In 2008, when I wrote Stable Horses, the book was dedicated to the high school memory of Jayalath, Gayoom Noor and Suneth Wijesiri, with a fervent hope that “you haven’t changed…much”. The anxiety of my not being able to see the pathetic treatment of the above for what it really was — i.e, ruthless, arrogant imposition — only became more and more severe, as the years went by. I was guilty of not identifying fact for fact and payback was the only compensation that lay in my way. Both in Stable Horses and The Fear of Gambling (2011), I make references to a young adulthood which is influenced by my own stay at Kingswood. Farookh, Luthfi and Noor feature in both texts, while references are made to the Class Master and Jayalath.

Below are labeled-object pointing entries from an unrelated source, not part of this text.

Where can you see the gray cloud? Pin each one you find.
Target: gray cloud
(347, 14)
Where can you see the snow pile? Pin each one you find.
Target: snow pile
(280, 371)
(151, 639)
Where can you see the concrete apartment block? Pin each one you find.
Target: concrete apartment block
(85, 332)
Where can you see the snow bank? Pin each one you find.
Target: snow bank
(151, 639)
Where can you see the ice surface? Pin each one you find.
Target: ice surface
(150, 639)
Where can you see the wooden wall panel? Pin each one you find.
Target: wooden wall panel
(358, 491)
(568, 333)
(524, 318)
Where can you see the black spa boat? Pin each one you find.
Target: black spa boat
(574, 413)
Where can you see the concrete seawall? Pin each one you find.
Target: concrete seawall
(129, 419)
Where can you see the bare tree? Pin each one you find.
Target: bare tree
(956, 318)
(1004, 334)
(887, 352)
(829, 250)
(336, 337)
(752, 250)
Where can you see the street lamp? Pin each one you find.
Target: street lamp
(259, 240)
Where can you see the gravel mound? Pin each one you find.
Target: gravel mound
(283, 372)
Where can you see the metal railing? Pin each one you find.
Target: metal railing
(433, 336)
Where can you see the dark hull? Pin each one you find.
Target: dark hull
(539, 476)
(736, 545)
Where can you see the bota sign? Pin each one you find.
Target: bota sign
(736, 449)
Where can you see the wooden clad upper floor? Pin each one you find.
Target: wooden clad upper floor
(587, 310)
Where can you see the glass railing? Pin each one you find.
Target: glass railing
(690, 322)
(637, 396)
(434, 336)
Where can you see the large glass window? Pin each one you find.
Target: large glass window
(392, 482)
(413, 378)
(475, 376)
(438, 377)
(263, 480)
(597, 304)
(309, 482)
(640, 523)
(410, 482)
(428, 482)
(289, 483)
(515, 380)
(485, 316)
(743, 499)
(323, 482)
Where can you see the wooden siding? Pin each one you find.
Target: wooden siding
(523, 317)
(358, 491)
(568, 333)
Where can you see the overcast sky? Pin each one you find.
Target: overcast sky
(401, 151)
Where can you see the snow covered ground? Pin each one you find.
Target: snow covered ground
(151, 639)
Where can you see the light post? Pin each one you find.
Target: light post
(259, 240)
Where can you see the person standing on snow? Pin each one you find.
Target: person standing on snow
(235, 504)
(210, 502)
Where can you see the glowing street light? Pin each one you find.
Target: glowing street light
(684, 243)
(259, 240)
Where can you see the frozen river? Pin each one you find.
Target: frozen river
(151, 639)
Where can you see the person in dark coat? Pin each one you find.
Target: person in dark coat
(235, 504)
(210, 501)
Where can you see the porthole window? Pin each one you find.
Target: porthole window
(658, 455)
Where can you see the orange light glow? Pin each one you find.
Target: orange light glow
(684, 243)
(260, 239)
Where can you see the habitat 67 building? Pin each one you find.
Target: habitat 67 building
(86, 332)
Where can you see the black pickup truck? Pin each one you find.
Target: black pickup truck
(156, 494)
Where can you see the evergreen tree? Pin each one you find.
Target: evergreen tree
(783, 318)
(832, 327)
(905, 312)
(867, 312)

Chapter 9 of Stable Horses is a self-conscious tribute to Rangana Jayalath. It was first written as a short story in 2006, meant to be published in a collection which never came out (in fact, I am now reworking some of those stories in that 2006 manuscript which I hope to publish next year). The words and the description of Rangana show my own anxiety, trying to seek a “moral purification” from my own guilt. The memorable opening of the chapter runs: “Rangana was the name. The rebel. The daredevil leader of a class struggle. Who tried to liberate one’s self. One who coughed and spat on the Oppressor’s right cheek. Spat again, if the Oppressor held out the other — they usually didn’t” (p. 62).
By then, Rangana Jayalath, on my workbench, had metamorphosed into the icon of a class struggle: the struggle of sanity against the regimental conditioning channeled through “school”. This was merely 5 years since leaving school — since taking that last leave after the A/L General English paper, during which we collaborated in perfecting his answer script — and I was in my final B.A year. The guilt should not be compromised by the romanticization:
“It’s too late, now… we have taken leave of each other. Parted in our ways. But, posthumously, I felicitate you: in the memory of that Dead Past, you would be seen sitting by a crystal spring. Singing in that hoarse voice your own lines of freedom. You would be smoking your favourite joint. Crystal spring and in this memorial setting, I will hear you sing” (p.63). The imagery is unmistakable —- it is a Bob Marley-like resonance of which the above description woos.
10 years later, I am in an urge of meeting Rangana Jayalath. I find myself talking about him in talks I give and in various lecture rooms. He could be anywhere, but he seems to be nowhere. A cynical colleague even suggested that he may be behind bars, or possibly dead. The last I saw him was at the final day of the GCE A/L paper, and that act of “copying” was the only thing I had ever assisted him in accomplishing. I am not sure what I am going to say to him if I ever meet him again, but I am certain I can come up with an appropriate line or two. That meeting, however, is crucial.